Tears filled the Marine’s eyes. He made no attempt to wipe them away. Instead, he stared across the white sandy beach lapped by low waves as the young guide’s voice described a bloody battle that took place here over 60 years ago.

Spoken words conjured images of deafening guns, whistling bullets, acrid smoke, painful screams, shouted orders and reddening sand. The Marine stared straight ahead. This had not been his battle, for he was just a little boy during this war.

But his First Marine Division had fought in this battle 62 years ago, and a Marine is always faithful—Semper Fi.

* * *

Outdoor adventure isn’t always a rip-roaring tear down a river or a ski slope. Sometimes a simple visit can become an incredible journey.


Sixty-one years ago this weekend the first atomic bomb was dropped on Hiroshima, Japan—the beginning of the end of World War II. Today, soldiers and civilians who lived through the war are far outnumbered by Baby Boomers, their children and grandchildren for whom “WWII” is only a collection of letters.

Half a world away, on the tiny island of Peleliu in the Republic of Palau, however, residents keep alive the memory of sacrifices made by those who fought the two-month-long Battle of Peleliu in 1944.

You and your companions--two Baby Boomers, a 22-year-old and the Marine—are eager to visit Peleliu’s many World War II battle sites and monuments.

Bright skies match everyone’s holiday mood as your fast boat skims the calm waters of the Palauan archipelago, a trans-equatorial tropical paradise about seven degrees north of the equator above Australia and New Guinea.

Peace Memorial c. Lanelli 2006

Tangie Hesus, a stocky, smiling young man carrying a thick notebook, is Peleliu’s Representative of Tourism. He drives your van over crushed coral roads into jungle, stopping in front of a square concrete structure. “This was a Japanese pillbox. These twelve holes contained Japanese machine guns pointed to the Philippine Sea.”

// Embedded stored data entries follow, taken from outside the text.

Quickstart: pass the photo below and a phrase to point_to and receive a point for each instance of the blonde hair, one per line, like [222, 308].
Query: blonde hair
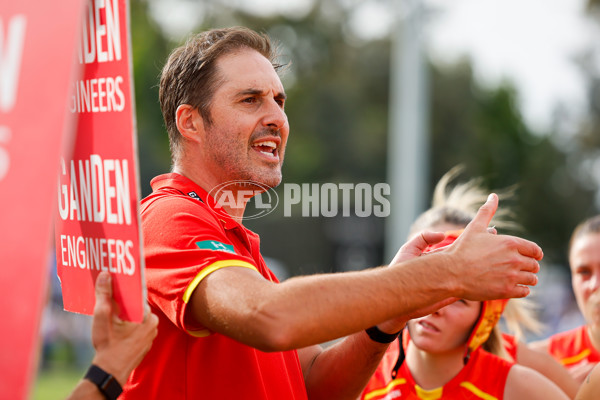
[457, 204]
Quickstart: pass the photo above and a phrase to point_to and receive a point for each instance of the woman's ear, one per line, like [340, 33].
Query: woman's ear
[189, 122]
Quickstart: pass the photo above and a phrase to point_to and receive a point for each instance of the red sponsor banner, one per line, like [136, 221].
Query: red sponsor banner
[37, 43]
[97, 225]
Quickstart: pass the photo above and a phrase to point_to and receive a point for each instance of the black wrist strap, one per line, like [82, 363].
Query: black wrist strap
[107, 384]
[381, 337]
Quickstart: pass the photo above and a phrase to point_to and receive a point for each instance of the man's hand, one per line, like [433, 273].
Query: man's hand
[488, 266]
[120, 345]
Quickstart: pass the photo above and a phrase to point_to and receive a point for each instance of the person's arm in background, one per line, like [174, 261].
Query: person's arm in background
[590, 388]
[545, 364]
[302, 311]
[120, 346]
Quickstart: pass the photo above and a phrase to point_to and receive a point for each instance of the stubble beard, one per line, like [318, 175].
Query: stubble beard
[235, 163]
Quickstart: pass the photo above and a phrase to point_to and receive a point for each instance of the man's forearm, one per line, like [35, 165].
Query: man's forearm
[343, 370]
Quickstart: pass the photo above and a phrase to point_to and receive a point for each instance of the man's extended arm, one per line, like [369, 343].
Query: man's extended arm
[304, 311]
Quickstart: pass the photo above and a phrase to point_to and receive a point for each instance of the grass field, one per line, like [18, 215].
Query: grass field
[55, 383]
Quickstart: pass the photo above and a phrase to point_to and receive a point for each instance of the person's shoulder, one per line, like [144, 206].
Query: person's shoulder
[551, 340]
[590, 387]
[525, 383]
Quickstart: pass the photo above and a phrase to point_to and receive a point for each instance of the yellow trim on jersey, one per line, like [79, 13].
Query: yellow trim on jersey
[209, 270]
[478, 392]
[385, 390]
[432, 394]
[577, 358]
[202, 333]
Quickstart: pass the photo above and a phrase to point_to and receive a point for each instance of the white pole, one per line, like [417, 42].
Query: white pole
[408, 135]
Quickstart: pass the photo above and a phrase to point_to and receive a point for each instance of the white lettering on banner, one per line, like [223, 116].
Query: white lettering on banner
[98, 95]
[112, 255]
[11, 50]
[100, 38]
[96, 190]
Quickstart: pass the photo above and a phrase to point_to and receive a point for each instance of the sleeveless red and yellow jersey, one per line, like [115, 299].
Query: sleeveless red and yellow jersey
[573, 347]
[483, 377]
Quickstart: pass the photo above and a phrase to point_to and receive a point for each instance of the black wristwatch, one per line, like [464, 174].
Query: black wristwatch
[381, 337]
[106, 383]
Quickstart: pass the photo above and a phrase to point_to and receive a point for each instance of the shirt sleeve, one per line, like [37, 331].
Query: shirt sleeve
[183, 243]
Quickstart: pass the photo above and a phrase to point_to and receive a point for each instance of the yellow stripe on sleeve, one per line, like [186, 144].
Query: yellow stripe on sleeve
[577, 358]
[385, 390]
[433, 394]
[478, 392]
[209, 270]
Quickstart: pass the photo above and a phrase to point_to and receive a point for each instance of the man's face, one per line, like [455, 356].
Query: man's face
[584, 260]
[246, 140]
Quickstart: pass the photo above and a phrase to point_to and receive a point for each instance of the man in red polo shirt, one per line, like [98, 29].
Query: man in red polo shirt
[227, 328]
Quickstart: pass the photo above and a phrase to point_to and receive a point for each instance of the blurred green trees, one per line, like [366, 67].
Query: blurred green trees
[338, 110]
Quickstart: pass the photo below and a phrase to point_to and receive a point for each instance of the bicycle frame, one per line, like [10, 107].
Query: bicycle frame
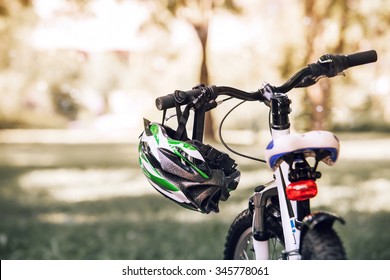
[294, 178]
[280, 127]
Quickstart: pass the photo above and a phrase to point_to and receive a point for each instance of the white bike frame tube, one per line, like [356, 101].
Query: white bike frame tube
[261, 249]
[291, 233]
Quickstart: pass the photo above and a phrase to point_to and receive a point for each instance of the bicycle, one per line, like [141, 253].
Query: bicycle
[278, 223]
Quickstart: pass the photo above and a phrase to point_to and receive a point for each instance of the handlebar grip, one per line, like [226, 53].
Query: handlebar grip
[361, 58]
[178, 97]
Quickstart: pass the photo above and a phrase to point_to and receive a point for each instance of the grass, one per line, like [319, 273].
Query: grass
[88, 202]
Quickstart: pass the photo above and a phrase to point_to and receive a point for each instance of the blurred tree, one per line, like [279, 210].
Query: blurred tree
[198, 14]
[12, 17]
[335, 26]
[319, 16]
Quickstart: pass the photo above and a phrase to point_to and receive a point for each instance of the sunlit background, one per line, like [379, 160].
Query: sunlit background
[77, 77]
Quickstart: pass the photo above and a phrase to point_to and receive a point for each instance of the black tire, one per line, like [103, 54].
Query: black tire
[239, 238]
[322, 243]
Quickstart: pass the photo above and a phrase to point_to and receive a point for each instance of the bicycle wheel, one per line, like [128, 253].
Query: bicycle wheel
[322, 243]
[239, 244]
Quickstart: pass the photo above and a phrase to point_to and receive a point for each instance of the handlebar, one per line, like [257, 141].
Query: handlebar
[328, 65]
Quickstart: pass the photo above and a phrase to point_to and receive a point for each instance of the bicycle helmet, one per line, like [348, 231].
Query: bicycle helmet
[192, 174]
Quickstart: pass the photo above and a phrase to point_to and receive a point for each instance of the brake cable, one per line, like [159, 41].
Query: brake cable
[224, 143]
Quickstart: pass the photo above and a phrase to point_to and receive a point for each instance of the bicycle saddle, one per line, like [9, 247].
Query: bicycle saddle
[323, 145]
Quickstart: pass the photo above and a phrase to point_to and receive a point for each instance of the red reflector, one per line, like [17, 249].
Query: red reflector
[301, 190]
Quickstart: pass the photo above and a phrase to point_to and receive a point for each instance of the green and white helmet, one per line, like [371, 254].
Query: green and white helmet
[190, 173]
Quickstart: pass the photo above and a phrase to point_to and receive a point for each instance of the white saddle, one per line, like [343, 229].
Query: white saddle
[310, 144]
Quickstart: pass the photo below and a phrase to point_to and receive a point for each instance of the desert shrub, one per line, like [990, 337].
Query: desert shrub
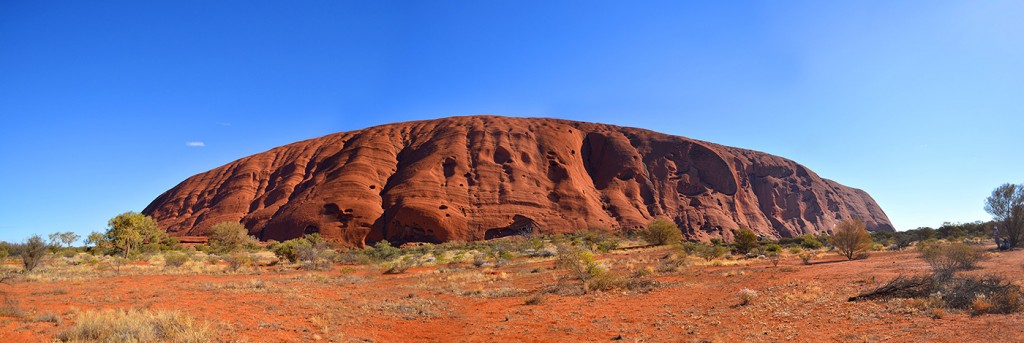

For the next couple of hours, you explore bombed-out buildings and some of the 200-plus pillboxes, bunkers and caves left from the 1914-1944 Japanese occupation. “When World War II began, the Japanese frightened the locals with war propaganda. They said, ‘Americans have horns and eat people.’ My grandma was scared.”

Everywhere, thick jungle green envelops rusted tanks, trucks, plane wrecks and machine guns where warriors abandoned them decades ago.

Islanders have converted one former Japanese building to a WWII museum honoring both Japanese and American fighters. Nearby is a four-columned Memorial to Peace made of atomic-bombed stone, the plaque says.

Not only is Peleliu a virtual outdoor museum of WWII history, Tangie is a walking history book filled with details you never heard in school. You lean in closer.


“It started September 12, 1944 with an aerial bombardment by the Americans. On September 15, the invasion began. Since 1995, we celebrate September 15 as a holiday. The Americans thought the battle would take three days. Instead, it took two months for the Americans to get the Japanese out. Over 10,000 Japanese were killed, but 200 of them hid in caves long after the war was officially over. They survived by coming out at night and stealing food. In 1947 the last of them came out, asking for suicide or surrender.”

A high rocky ridge runs like a dragon’s back down the center of the six-mile long island. “This limestone hill is the northern part of Bloody Nose Ridge. There’s a cave 65 meters [about 65 yards] long inside. It had medical facilities and was hidden during the American bombardment.

“Col. Lewis ‘Chesty’ Puller commanded the fighting on Bloody Nose Ridge. The privates were put in front with bazookas and flamethrowers.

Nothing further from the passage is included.